Francis, born in 1805, was the eldest son of Richard Trench (1774–1860), barrister-at-law, by his wife Melesina Trench, Richard Chenevix Trench was his younger brother. Francis entered Harrow School early in 1818, and matriculated from Oriel College, Oxford, on 12 November 1824, graduating B.A. in 1834 and M.A. in 1859. On 4 June 1829, he entered Lincoln's Inn with the intention of studying law, but in 1834 he was ordained deacon and became curate of St. Giles, Reading. In the following year, he was ordained priest, and on 13 September 1837, he was appointed perpetual curate of St. John's, Reading. In 1857 he was instituted to the rectory of Islip, Oxfordshire, which he held till 1875 when he retired from active work. He died in London on 3 April 1886. On 6 December 1837, he married Mary Caroline (d. 1886), daughter of William Marsh, honorary canon of Worcester. By her, he had a son, Richard William Francis (1849–1860), and two daughters, Mary Melesina and Maria Marcia Fanny.

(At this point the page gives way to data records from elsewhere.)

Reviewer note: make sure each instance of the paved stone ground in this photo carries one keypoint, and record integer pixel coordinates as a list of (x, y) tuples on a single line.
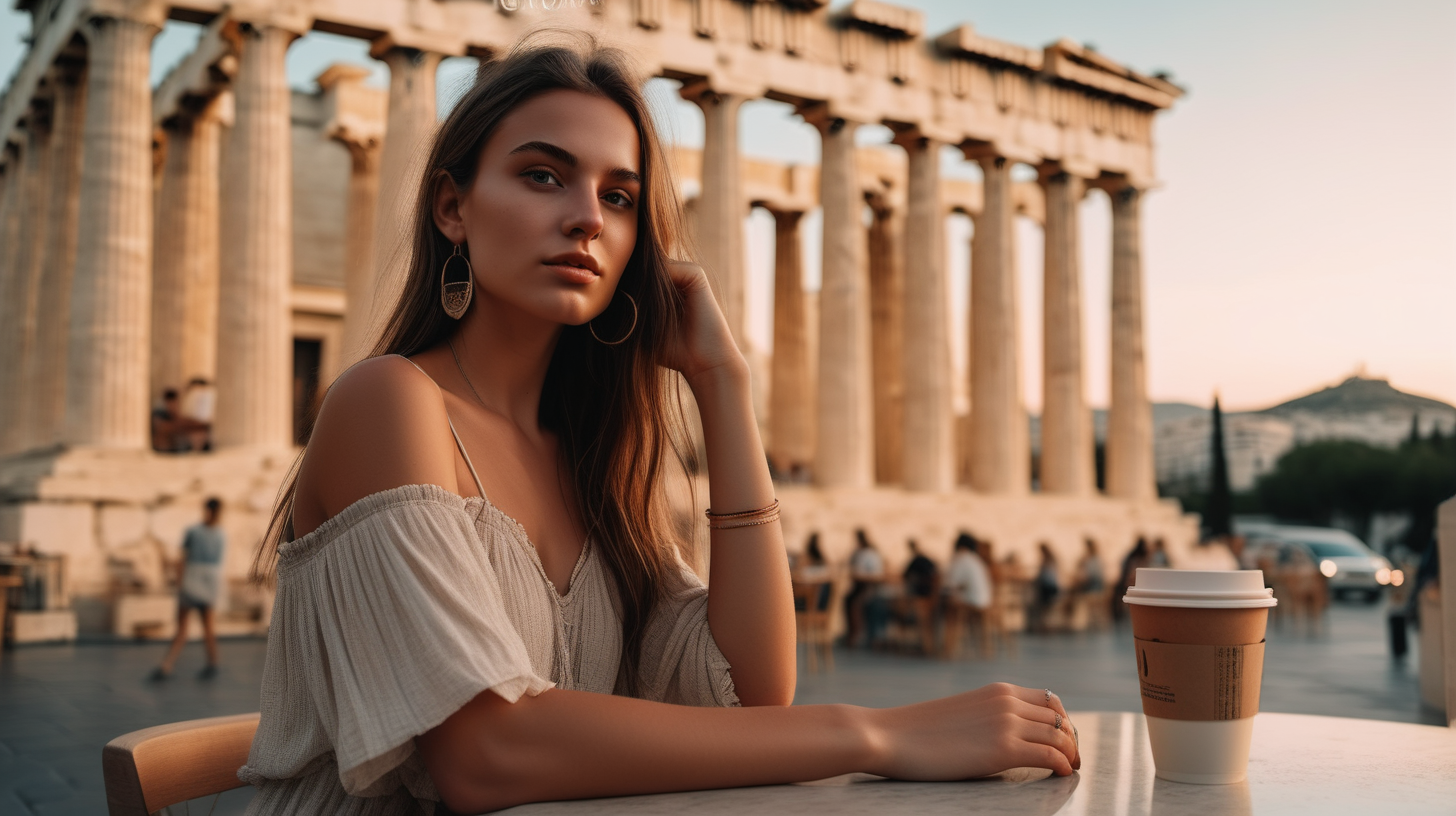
[(60, 704)]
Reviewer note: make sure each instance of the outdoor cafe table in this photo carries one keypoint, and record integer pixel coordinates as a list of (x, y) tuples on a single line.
[(1299, 764)]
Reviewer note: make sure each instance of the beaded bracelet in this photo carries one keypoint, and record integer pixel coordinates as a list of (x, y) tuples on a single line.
[(746, 519)]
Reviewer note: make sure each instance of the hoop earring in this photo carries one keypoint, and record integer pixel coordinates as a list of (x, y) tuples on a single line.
[(629, 328), (455, 296)]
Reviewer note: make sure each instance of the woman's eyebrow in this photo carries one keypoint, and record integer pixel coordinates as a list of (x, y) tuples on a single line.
[(570, 159)]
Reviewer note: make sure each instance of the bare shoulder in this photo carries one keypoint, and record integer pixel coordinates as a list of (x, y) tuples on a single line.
[(383, 424)]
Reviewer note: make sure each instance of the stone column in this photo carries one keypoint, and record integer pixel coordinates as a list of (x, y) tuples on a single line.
[(887, 311), (843, 450), (29, 263), (185, 276), (791, 411), (721, 203), (409, 126), (1066, 424), (26, 257), (929, 430), (108, 347), (45, 378), (1130, 417), (358, 246), (999, 445), (255, 337), (363, 142)]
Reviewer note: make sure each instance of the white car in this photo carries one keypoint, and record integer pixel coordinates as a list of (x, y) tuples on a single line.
[(1344, 560)]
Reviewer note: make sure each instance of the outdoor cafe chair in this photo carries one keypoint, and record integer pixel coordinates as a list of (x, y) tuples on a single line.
[(153, 768)]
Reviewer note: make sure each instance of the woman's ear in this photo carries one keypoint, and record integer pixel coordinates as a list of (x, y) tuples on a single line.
[(446, 209)]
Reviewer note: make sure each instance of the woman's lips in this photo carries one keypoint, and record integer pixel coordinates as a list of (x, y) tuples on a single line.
[(572, 274)]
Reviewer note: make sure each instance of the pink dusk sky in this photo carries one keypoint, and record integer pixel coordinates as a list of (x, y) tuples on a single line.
[(1306, 222)]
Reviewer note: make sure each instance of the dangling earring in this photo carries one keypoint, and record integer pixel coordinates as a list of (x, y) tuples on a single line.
[(455, 296), (629, 328)]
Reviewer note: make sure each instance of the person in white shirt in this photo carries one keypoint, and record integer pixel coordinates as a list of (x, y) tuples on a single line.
[(868, 571), (970, 593)]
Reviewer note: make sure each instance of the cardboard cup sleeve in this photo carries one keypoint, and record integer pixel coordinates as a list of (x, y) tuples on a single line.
[(1200, 682)]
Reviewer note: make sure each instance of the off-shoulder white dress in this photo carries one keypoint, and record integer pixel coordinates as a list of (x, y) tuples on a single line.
[(408, 603)]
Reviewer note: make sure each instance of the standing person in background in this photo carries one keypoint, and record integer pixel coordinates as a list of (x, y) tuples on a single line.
[(1159, 555), (867, 570), (1091, 576), (197, 405), (922, 582), (200, 577)]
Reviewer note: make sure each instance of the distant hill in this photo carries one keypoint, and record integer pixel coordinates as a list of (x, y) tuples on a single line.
[(1360, 395)]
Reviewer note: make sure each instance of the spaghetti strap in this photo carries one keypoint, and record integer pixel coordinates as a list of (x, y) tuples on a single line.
[(460, 445)]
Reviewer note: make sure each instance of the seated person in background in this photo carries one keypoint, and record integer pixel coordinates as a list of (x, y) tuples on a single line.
[(922, 582), (968, 593), (1047, 586), (813, 569), (867, 569)]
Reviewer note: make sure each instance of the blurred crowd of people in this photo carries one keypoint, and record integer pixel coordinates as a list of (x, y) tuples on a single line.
[(931, 608), (182, 421)]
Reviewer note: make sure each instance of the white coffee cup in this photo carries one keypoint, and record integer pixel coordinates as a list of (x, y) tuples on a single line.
[(1185, 618)]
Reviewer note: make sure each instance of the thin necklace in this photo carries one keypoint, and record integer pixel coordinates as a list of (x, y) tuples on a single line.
[(456, 354)]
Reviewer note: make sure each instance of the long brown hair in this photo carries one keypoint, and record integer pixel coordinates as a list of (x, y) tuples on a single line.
[(615, 410)]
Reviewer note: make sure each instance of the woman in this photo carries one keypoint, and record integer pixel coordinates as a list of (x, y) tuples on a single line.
[(484, 605)]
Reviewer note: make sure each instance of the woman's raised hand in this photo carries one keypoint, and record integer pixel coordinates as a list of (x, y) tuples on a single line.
[(705, 341), (976, 733)]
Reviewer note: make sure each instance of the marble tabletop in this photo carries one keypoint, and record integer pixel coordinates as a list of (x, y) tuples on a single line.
[(1298, 764)]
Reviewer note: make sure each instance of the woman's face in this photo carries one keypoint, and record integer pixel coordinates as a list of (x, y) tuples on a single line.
[(561, 175)]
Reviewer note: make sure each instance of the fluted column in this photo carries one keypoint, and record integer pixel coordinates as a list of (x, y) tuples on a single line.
[(358, 244), (929, 426), (107, 353), (45, 376), (791, 414), (408, 128), (1130, 416), (1066, 423), (887, 335), (185, 279), (255, 338), (843, 452), (721, 203), (26, 258), (999, 445)]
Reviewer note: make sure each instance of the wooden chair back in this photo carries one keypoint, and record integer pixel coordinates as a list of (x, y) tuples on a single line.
[(153, 768)]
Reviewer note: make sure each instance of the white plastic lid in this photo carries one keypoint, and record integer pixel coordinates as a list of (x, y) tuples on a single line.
[(1200, 589)]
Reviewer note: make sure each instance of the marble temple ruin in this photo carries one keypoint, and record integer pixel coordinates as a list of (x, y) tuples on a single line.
[(220, 225)]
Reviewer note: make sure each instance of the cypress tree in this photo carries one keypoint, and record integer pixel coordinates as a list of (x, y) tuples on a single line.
[(1217, 512)]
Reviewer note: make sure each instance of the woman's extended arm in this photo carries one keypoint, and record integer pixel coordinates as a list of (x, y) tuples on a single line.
[(575, 745), (750, 599)]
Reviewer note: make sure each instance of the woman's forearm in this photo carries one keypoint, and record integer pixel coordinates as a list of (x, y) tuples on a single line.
[(750, 602), (577, 745)]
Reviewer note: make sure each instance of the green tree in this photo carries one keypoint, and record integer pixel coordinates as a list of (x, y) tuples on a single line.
[(1217, 516)]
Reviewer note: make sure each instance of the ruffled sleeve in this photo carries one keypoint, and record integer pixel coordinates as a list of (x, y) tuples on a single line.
[(388, 620), (680, 659)]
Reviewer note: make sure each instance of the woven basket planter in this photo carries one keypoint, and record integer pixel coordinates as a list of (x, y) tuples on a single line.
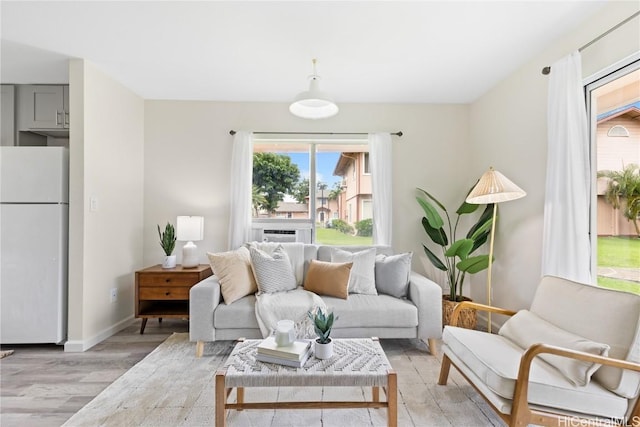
[(467, 318)]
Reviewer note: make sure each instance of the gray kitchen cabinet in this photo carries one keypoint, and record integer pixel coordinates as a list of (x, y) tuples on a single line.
[(8, 119), (43, 107)]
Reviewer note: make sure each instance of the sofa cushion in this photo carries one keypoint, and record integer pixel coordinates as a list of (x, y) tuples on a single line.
[(328, 278), (361, 310), (596, 313), (233, 270), (526, 329), (495, 361), (272, 271), (362, 279), (392, 274), (295, 251), (240, 315)]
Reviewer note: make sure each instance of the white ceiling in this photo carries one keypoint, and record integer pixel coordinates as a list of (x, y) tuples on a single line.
[(368, 51)]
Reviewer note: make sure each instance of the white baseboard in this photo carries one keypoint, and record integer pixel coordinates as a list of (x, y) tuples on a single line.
[(78, 346)]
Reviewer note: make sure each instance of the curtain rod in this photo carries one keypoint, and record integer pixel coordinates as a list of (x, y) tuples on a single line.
[(233, 132), (546, 70)]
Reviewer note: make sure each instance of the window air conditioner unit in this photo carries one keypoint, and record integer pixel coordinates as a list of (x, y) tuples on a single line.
[(281, 232)]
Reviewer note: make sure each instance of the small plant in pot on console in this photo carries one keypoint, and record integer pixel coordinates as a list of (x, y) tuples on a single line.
[(322, 324), (168, 244)]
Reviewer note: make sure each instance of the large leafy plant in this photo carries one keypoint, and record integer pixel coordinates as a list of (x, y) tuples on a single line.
[(456, 257)]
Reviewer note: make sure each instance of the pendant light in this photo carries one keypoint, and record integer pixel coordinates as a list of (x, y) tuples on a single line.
[(313, 104)]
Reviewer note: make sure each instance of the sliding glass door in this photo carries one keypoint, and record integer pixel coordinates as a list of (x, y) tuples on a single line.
[(614, 116)]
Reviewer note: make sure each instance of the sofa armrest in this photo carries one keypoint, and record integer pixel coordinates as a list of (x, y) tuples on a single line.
[(427, 296), (521, 410), (204, 297)]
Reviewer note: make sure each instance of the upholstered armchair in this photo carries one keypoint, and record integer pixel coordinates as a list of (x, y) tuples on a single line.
[(572, 359)]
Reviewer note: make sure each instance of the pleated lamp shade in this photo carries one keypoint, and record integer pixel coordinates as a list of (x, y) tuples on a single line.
[(493, 187)]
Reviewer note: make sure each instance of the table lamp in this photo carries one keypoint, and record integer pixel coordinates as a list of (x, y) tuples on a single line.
[(190, 229), (493, 187)]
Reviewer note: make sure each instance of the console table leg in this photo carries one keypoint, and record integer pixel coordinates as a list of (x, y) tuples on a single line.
[(144, 324), (240, 396), (392, 399), (221, 397)]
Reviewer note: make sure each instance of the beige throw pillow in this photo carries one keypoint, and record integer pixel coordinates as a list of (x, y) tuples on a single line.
[(526, 328), (328, 278), (233, 270)]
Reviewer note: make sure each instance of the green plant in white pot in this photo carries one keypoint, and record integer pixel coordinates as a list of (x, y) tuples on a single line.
[(322, 324), (168, 244)]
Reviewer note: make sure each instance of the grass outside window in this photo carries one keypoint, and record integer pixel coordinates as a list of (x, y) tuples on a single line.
[(616, 254)]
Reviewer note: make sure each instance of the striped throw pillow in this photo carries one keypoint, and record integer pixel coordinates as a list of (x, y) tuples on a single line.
[(273, 272)]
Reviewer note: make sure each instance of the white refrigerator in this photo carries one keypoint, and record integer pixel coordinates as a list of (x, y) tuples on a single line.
[(34, 224)]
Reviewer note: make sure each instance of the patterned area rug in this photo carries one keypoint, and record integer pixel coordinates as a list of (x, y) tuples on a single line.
[(171, 387)]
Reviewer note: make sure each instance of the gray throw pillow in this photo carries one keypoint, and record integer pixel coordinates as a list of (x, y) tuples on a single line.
[(362, 279), (273, 272), (392, 274)]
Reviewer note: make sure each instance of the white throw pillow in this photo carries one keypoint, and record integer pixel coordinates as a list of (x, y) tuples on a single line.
[(392, 274), (526, 329), (362, 279), (233, 270), (273, 272)]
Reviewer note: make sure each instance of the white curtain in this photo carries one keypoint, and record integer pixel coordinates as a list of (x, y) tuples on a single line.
[(241, 181), (380, 161), (566, 249)]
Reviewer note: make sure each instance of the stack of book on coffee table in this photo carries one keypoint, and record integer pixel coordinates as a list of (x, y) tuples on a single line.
[(294, 354)]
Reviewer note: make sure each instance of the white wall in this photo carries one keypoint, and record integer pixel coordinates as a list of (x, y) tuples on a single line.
[(106, 162), (188, 154), (508, 131)]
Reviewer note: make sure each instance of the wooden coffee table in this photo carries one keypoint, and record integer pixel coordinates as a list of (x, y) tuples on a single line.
[(355, 363)]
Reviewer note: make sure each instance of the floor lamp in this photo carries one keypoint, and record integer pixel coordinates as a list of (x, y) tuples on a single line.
[(493, 187)]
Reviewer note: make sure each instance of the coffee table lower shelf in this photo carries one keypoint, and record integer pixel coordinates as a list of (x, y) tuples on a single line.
[(242, 370)]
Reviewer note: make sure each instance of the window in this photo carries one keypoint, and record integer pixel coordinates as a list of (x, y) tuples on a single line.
[(308, 181), (613, 109)]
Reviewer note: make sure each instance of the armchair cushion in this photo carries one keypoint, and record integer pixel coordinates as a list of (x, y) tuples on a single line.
[(526, 329), (494, 360), (596, 314)]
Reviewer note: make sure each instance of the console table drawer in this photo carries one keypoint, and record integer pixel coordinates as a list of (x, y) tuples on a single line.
[(164, 293), (160, 279)]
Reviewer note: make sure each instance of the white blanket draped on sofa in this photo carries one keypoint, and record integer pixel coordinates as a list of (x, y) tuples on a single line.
[(293, 305)]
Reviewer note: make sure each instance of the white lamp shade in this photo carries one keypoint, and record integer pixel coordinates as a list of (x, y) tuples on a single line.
[(190, 228), (493, 187), (313, 104)]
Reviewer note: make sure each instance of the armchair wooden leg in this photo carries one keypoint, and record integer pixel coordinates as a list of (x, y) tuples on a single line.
[(444, 370)]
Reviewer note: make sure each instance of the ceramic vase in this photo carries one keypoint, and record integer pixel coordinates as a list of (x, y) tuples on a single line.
[(169, 261), (323, 351)]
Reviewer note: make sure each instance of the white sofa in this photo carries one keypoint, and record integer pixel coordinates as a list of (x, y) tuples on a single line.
[(360, 316), (559, 361)]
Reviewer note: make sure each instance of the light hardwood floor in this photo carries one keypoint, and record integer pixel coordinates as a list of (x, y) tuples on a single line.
[(41, 385)]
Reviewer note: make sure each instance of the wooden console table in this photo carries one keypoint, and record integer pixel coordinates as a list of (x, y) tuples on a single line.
[(164, 292)]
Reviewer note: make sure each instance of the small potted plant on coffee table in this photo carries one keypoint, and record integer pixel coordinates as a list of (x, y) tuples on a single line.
[(322, 324)]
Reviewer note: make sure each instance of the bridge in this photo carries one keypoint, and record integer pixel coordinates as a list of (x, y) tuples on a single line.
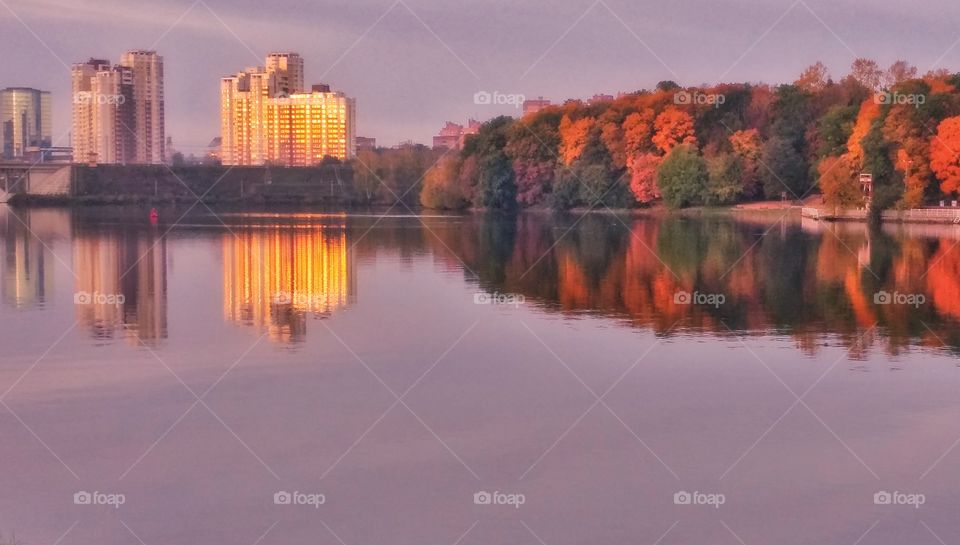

Trench's chief works were:

- Remarks on the Advantages of Loan Funds for the Poor and Industrious, London, 1833, 8vo.
- Sermons preached at Reading, London, 1843, 8vo.
- Diary of Travels in France and Spain, London, 1845, 12mo.
- Scotland: its Faith and its Features, London, 1846, 12mo.
- A Walk round Mont Blanc, London, 1847, 12mo.
- The Portrait of Charity, London, 1847, 16mo.
- The Life and Character of St. John the Evangelist, London, 1850, 8vo.
- G. Adey: his Life and Diary, London, 1851, 8vo.
- A Ride in Sicily, London, 1851, 12mo.
- Theological Works, London, 1857, 8vo.
- A few Notes from Past Life, Oxford, 1862, 8vo.

He also issued in 1869 and 1870 a series of miscellaneous papers, entitled Islipiana. He was a contributor to Macmillan's Magazine and to Notes and Queries.